In theory, US contract law annuls any clause of a contract that has one party or the other explicitly waiving any right. So, the clauses requiring 'binding arbitration' instead of a judicial court proceeding are, technically, unenforceable if one side or the other chooses to bring the other to court. (In practice, I do not believe this has been tested in court because by the time the parties come before a judge, whether binding arbitration has been attempted or not is usually the least of the items on the minds of the lawyers.) However, EULAs in general have not been brought to court trials; the noteworthy court cases involving the "Big Beasts" have generally been over practices such as tying the browser to the OS and monopolistic practices(for both of which MS was soundly beaten about the head with wet newspapers by the EU.) The Beasts have a vested interest in maintaining the image that the EULA is a valid contract, and have not come against anyone with enough wherewithal and desire to fight it out over the legitimacy of the EULA in any court.

IANAL. I don't even portray one on TV. I may be very wrong and so I welcome corrections.


The United States has the Uniform Commercial Code, which covers some of the same things that the UTCCRs do.


China has a lot of appreciation to come. Big legitimate appreciation.

It's going to get swamped by the huge structural problems.

Most bubbles start as legitimate investable events. People are crazy for beanie babies/tulips/real estate. It appreciates. Speculators come in, speculators make big money. Ordinary folks see the speculators making big money, they get greedy and they become the dumb money.

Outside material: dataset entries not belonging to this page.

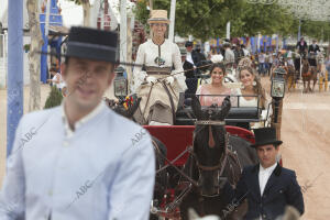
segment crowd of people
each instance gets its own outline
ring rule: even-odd
[[[255,55],[229,41],[220,54],[205,55],[193,42],[179,48],[165,37],[168,23],[167,11],[153,10],[148,20],[153,35],[138,51],[131,89],[141,98],[134,114],[140,124],[174,124],[179,94],[189,87],[188,79],[202,75],[209,80],[197,80],[194,91],[201,106],[221,106],[224,96],[238,95],[241,107],[266,110],[271,100],[261,77],[272,75],[279,65],[294,65],[293,53]],[[117,38],[116,32],[70,29],[62,74],[52,69],[50,80],[58,89],[66,81],[70,96],[61,107],[21,120],[0,194],[0,219],[148,219],[156,174],[151,136],[136,123],[109,111],[102,101],[114,79]],[[306,52],[304,38],[297,48]],[[319,51],[316,44],[309,50]],[[329,57],[326,64],[329,70]],[[235,70],[240,87],[224,82],[231,70]],[[84,85],[79,84],[81,73],[90,75]],[[23,142],[26,146],[22,150],[21,138],[35,124],[42,129],[31,142]],[[235,189],[226,186],[228,198],[235,200],[250,191],[245,219],[275,219],[287,206],[299,215],[305,211],[295,172],[276,161],[282,141],[275,132],[271,128],[255,130],[252,147],[260,163],[244,167]],[[132,146],[130,138],[136,134],[142,138]],[[276,187],[270,189],[271,182]]]

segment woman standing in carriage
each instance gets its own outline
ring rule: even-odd
[[[133,72],[133,92],[142,98],[134,114],[141,124],[174,124],[179,92],[186,90],[178,46],[165,38],[167,11],[153,10],[148,19],[152,38],[140,45]],[[174,69],[173,69],[174,67]]]

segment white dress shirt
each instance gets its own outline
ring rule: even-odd
[[[273,174],[274,169],[276,168],[277,163],[275,163],[273,166],[270,166],[268,168],[264,168],[260,164],[260,169],[258,169],[258,185],[260,185],[260,195],[263,196],[264,189],[266,187],[266,184]]]
[[[147,220],[154,175],[150,134],[103,102],[74,131],[63,106],[31,112],[8,158],[0,219]]]
[[[161,65],[155,62],[156,57],[158,56],[161,56],[164,61],[164,63]],[[179,91],[185,91],[187,89],[186,77],[183,73],[184,68],[179,47],[167,38],[162,45],[154,44],[152,40],[147,40],[146,42],[141,44],[138,50],[135,64],[162,68],[172,68],[174,66],[174,69],[170,72],[170,74],[177,80]],[[142,66],[134,67],[134,85],[131,86],[132,92],[139,92],[139,87],[144,82],[146,76],[147,74],[146,72],[142,70]]]

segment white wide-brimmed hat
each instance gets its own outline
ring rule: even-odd
[[[169,20],[167,19],[166,10],[152,10],[151,16],[147,20],[150,24],[152,23],[166,23],[169,24]]]

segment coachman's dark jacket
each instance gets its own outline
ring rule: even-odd
[[[229,184],[224,186],[224,191],[230,198],[229,202],[248,199],[249,210],[244,219],[255,220],[262,217],[263,220],[275,220],[284,213],[285,207],[288,205],[295,207],[302,215],[305,211],[304,198],[296,173],[277,164],[268,178],[263,196],[261,196],[258,168],[258,164],[244,168],[234,190]]]

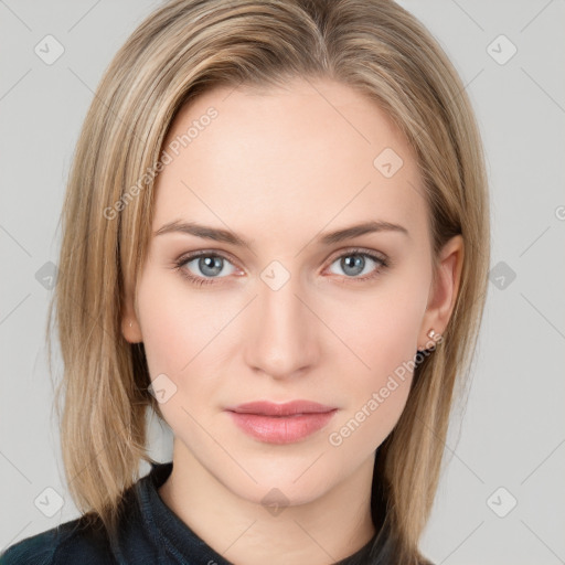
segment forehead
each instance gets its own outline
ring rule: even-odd
[[[171,162],[157,180],[154,227],[189,218],[253,235],[374,217],[426,230],[412,148],[347,85],[209,90],[181,109],[163,149]]]

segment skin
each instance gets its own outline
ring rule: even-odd
[[[174,446],[173,471],[159,494],[234,563],[333,563],[375,533],[375,450],[405,407],[412,374],[341,445],[329,436],[429,344],[429,329],[444,331],[462,239],[444,247],[434,285],[415,154],[379,106],[351,87],[296,79],[284,89],[216,88],[182,109],[166,142],[210,106],[218,116],[158,177],[152,228],[193,221],[227,228],[252,249],[183,233],[154,236],[135,300],[128,297],[124,335],[145,343],[151,379],[164,373],[177,386],[160,405]],[[391,178],[373,166],[385,148],[404,161]],[[367,220],[401,224],[409,235],[317,241]],[[340,258],[355,247],[392,264],[365,257],[363,269],[347,270]],[[226,260],[215,278],[198,259],[186,263],[184,270],[212,279],[198,287],[174,262],[201,249]],[[260,278],[273,260],[290,276],[277,290]],[[258,441],[224,412],[297,398],[339,409],[295,444]],[[286,501],[276,515],[262,504],[273,488]]]

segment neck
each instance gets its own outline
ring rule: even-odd
[[[371,519],[374,458],[345,481],[302,504],[266,508],[227,489],[175,440],[163,502],[210,547],[233,563],[327,565],[375,534]]]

I pick the emerging markets as the next bubble precisely because there are legitimate opportunities, but they are hard for outsiders to parse.

When the market is unregulated and has no oversight, bubbles and scams are natural. What do you want to bet the market in china is regulated by a bunch of folks who are hard to corrupt and smart and motivated? And omniscient.

It's precisely the outstanding returns from legit investments that jumpstarts the bubble.

When someone figures out a way to make a steady 80% return from WoW, you'll get your game gold bubble toot sweet.


This is a complicated area, theoretically and practically. A contract with a blinding number of small ink terms can be characterized as an adhesion contract, especially when applied to unsophisticated parties who are trying to make a simple purchase or similar transaction. Contracts do allow people to explicitly waive certain of their rights. However, the courts are not about to waive their rights to jurisdiction over matters they want to have the ultimate say on. Hence, abritration clauses are not necessarily going to be enforced and even if there is arbitration, the court can always take the case afterwards if either party is dissatisfied with the process or the results.


Matt Katz @247: Ordinary folks see the speculators making big money, they get greedy and they become the dumb money.

Exactly. I've always said that if you want to understand what a bubble is think of plate spinning; watch these videos.

This guy knows what he is doing, it's a great act.

Erich Brenn "Plate Spinning" on The Ed Sullivan Show

That's how things start, with people thinking they are in control then getting away with it, so everybody thinks it's easy and try it themselves and you get this.

Charlie Callas Spinning Plates

Yes, Callas was doing a parody, sadly the "dumb money" is made up of smart people who are absolutely sure that they are the smart ones.